College gave Kristen Lang “the opportunity to create my next chapter – to be better, not bitter.”

Helped by a scholarship from the Chicago Coalition for the Homeless, Kristen earned a bachelor’s degree in accounting from Benedict College, an historically black college in South Carolina. She graduated in May with high honors and is making plans to go to graduate school.

Kristen worked hard at Benedict. She was elected to student government, presided over the Phi Beta Lambda business club, and worked for the dean of the business school. She was named Benedict’s “Business Student of the Year” before she graduated, completing her degree on time in four years.

With college came success – “and less worries, as in being able to have a dorm room I could go to every night,” Kristen recalls. “Because in Chicago, I mostly lived house to house. I didn’t have a real home, a loving home, until I was adopted in my senior year of high school.”
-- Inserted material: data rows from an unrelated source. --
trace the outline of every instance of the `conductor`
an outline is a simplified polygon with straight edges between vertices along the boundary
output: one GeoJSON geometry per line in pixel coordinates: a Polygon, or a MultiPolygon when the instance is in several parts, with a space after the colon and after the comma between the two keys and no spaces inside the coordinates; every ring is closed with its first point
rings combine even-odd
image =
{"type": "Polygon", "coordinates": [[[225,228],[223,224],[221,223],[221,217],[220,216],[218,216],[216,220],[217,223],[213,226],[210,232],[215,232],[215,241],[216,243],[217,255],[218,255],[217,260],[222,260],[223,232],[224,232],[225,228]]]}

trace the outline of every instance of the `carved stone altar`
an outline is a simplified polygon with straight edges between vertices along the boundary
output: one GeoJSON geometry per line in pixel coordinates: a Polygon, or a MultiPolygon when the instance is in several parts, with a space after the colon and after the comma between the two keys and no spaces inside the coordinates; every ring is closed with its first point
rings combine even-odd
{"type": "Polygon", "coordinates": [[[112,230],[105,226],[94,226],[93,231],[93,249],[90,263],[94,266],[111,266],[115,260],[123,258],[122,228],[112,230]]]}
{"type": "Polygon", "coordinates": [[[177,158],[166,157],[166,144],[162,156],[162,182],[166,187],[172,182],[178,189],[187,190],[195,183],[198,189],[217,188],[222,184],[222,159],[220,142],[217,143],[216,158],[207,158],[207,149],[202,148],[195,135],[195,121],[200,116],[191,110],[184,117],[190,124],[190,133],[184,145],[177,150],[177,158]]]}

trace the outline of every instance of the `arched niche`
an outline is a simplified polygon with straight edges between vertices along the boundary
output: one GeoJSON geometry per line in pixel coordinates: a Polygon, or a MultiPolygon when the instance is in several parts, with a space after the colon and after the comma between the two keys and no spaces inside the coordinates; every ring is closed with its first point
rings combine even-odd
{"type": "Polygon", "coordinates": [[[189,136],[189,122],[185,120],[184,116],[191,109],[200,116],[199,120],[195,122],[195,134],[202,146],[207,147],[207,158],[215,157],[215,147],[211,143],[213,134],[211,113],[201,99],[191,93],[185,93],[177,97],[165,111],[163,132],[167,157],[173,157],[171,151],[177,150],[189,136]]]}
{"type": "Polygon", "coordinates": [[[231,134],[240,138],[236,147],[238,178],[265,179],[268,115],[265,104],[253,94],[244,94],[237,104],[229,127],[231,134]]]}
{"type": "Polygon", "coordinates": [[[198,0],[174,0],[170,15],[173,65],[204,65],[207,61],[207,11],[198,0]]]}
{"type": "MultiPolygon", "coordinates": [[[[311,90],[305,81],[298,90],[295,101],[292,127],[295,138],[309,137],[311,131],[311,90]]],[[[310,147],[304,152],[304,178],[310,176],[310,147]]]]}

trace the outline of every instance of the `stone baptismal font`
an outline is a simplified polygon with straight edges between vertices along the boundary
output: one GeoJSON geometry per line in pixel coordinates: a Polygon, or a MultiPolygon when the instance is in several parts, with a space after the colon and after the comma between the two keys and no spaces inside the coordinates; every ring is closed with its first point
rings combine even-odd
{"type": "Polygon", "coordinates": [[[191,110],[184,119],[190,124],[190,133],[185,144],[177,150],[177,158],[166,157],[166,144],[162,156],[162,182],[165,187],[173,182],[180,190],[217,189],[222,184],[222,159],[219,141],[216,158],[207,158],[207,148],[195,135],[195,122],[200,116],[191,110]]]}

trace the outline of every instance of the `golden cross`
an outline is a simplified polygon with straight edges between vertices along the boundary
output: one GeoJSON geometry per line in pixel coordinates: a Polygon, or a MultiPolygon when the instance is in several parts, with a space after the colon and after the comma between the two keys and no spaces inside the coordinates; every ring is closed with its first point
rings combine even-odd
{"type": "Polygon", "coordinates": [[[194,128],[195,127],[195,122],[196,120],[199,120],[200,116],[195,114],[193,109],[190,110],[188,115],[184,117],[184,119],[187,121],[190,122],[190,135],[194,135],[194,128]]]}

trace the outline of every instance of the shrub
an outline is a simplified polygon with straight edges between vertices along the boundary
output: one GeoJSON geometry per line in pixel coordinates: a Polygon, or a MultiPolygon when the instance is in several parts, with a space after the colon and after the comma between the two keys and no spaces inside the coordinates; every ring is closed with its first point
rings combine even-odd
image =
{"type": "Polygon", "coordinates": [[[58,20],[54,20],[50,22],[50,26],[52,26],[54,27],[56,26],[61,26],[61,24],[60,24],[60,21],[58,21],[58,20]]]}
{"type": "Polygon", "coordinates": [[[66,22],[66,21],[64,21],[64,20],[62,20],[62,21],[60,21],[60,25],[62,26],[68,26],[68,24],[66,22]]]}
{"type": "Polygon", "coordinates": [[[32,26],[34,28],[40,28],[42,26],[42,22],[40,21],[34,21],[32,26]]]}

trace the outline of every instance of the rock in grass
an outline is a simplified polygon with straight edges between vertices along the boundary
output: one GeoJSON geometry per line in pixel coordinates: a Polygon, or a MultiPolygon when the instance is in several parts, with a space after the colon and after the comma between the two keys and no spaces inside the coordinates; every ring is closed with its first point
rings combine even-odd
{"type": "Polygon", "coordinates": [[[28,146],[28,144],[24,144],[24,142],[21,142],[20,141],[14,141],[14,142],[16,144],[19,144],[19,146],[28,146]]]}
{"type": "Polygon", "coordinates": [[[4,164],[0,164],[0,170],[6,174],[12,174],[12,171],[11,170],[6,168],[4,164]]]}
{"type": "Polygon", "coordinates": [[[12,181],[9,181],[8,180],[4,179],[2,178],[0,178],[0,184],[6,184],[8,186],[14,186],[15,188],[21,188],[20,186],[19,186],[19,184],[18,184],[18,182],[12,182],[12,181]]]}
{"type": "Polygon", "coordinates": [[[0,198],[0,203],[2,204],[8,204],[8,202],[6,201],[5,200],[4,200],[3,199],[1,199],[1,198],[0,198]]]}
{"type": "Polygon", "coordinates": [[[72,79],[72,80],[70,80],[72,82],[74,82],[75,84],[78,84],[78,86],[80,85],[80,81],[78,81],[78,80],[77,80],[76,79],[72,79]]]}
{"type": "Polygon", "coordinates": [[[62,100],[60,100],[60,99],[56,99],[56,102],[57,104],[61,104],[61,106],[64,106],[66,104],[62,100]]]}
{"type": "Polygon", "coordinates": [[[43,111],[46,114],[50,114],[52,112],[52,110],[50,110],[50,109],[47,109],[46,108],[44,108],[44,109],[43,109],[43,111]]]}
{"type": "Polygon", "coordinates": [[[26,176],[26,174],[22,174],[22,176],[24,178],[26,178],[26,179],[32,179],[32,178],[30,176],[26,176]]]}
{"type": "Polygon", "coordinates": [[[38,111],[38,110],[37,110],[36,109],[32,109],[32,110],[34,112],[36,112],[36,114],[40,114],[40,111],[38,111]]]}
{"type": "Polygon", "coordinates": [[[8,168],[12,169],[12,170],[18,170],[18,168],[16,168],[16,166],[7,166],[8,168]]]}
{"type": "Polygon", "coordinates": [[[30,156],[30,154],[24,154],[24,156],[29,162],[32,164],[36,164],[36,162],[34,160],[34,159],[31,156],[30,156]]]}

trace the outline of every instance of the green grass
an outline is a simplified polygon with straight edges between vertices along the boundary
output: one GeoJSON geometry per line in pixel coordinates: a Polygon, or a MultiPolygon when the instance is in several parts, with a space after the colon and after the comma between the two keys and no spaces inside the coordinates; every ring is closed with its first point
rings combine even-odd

Kristen at our June 2018 Scholarship Award Ceremony

Homeless more than six years, Kristen and her sister were left to drift among the homes of various relatives. Despite early difficulties in a household that included her mother’s abusive boyfriend, the family split up when Kristen was in fifth grade, after her mother went to prison for business fraud. Kristen and a sister were sent to live with their father; he struggles with addiction, so the three of them doubled-up with relatives, moving frequently.
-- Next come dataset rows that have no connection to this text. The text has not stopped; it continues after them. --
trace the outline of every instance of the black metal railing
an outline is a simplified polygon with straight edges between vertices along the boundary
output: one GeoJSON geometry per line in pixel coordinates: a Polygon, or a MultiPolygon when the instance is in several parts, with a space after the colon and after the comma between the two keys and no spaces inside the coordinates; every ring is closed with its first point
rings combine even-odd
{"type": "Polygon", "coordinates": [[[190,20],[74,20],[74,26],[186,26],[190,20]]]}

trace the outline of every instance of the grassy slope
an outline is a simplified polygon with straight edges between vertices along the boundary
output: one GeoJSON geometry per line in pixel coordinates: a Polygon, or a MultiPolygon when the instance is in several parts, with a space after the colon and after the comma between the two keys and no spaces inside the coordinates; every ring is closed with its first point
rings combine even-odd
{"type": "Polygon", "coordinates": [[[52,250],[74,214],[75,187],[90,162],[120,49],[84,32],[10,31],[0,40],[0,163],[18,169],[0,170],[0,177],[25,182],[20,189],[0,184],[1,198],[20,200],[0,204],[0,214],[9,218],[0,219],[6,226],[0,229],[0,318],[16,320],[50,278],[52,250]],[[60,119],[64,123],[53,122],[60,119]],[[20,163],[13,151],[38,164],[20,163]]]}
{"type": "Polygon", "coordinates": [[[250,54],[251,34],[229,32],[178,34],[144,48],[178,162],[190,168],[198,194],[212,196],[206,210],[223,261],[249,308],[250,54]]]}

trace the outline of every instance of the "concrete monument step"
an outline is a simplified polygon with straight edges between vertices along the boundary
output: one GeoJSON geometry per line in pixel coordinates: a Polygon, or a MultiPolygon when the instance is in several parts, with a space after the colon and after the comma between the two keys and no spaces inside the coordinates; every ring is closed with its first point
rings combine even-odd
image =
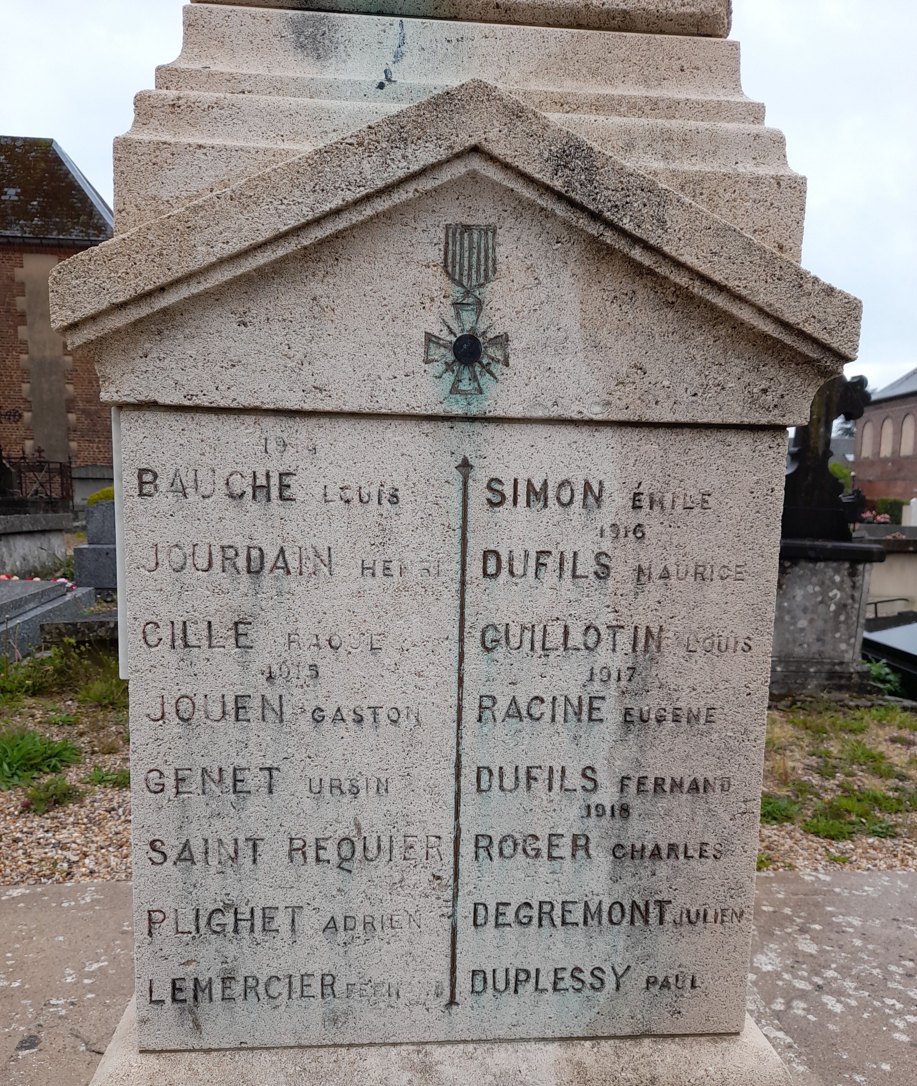
{"type": "MultiPolygon", "coordinates": [[[[238,0],[192,0],[192,3],[238,0]]],[[[242,0],[257,8],[412,15],[526,26],[588,26],[632,34],[729,33],[730,0],[242,0]]]]}
{"type": "Polygon", "coordinates": [[[141,1052],[128,1003],[90,1086],[790,1086],[779,1056],[746,1014],[728,1036],[626,1037],[506,1044],[141,1052]],[[588,1065],[587,1079],[576,1069],[588,1065]]]}
{"type": "MultiPolygon", "coordinates": [[[[115,141],[117,230],[480,78],[799,261],[805,182],[742,93],[735,42],[367,18],[345,7],[188,7],[180,56],[158,68],[156,91],[138,97],[133,127],[115,141]]],[[[688,8],[678,5],[686,17],[688,8]]]]}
“I changed schools four times until I finished eighth grade,” said Kristen. She says she kept up academically, but feeling some resentment as a young teen, she would mouth off to teachers.
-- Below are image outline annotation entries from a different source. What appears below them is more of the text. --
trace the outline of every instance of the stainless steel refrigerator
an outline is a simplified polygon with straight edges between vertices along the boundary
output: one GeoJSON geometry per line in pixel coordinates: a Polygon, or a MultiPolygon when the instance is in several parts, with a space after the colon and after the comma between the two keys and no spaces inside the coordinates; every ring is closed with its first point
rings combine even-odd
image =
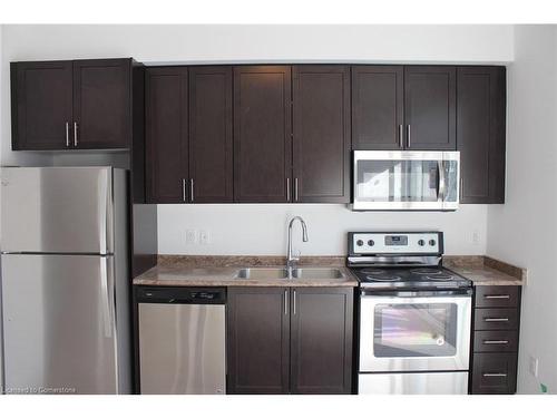
{"type": "Polygon", "coordinates": [[[7,393],[131,391],[127,177],[1,169],[7,393]]]}

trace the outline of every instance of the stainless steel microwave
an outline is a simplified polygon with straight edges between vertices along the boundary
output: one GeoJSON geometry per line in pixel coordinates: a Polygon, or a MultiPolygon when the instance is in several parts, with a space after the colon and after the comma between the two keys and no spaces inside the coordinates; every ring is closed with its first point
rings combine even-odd
{"type": "Polygon", "coordinates": [[[355,150],[354,211],[456,211],[460,153],[355,150]]]}

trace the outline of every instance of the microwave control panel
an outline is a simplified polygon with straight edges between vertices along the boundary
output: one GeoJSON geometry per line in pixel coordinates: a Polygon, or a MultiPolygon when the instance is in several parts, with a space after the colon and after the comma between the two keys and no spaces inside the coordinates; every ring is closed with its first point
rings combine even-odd
{"type": "Polygon", "coordinates": [[[442,232],[350,232],[352,254],[442,254],[442,232]]]}

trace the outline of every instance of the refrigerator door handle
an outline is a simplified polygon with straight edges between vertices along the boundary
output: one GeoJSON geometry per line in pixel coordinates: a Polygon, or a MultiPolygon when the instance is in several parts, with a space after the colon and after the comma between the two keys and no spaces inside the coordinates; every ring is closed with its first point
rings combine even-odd
{"type": "Polygon", "coordinates": [[[100,291],[102,305],[102,322],[105,324],[105,337],[113,337],[113,303],[110,301],[110,284],[108,283],[108,259],[100,257],[100,291]]]}

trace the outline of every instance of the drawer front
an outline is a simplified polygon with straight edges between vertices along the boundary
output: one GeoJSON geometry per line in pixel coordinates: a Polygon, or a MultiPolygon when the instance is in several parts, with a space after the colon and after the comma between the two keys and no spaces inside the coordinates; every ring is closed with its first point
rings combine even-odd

“I was a jerk,” she admits. “But after freshman year, I started at After School Matters. There, people paid attention to you. Because I was working to earn money, I didn’t want to get fired, so I had to work on my attitude. If I was smart-alecky, I was corrected. They’d sit you down and ask why are you acting like this? I realized I was mad for lack of a mom.”

Kristen decided to focus on her future and doing well at her South Side high school. Life improved, including longer stays with the family of her father’s cousin, a single mom of three. One of the happiest moments of Kristen’s life was when she was asked to join their family permanently.

“She told me, ‘I’ve been thinking about it and we had a family meeting about it. You’re like a daughter to me and I love you.’ Her name is Tina and she’s a wonderful person. I also lived there in the summer during college and now that I’ve graduated.”

Kristen remembers feeling homesick her first weeks at college. But she made friends and got active in school, later hosting “vision board parties” for students to talk about their goals. She says she realized, “Nobody knew where I came from. All that stuff didn’t matter. I could be the person I wanted to grow into, that I wanted the world to see me as.”

Months since graduating, Kristen works in a Chicago school. She is also making plans to earn graduate degrees that would lead to a career in higher education.

“I want to be Dr. Lang. It rings a bell,” she says, smiling.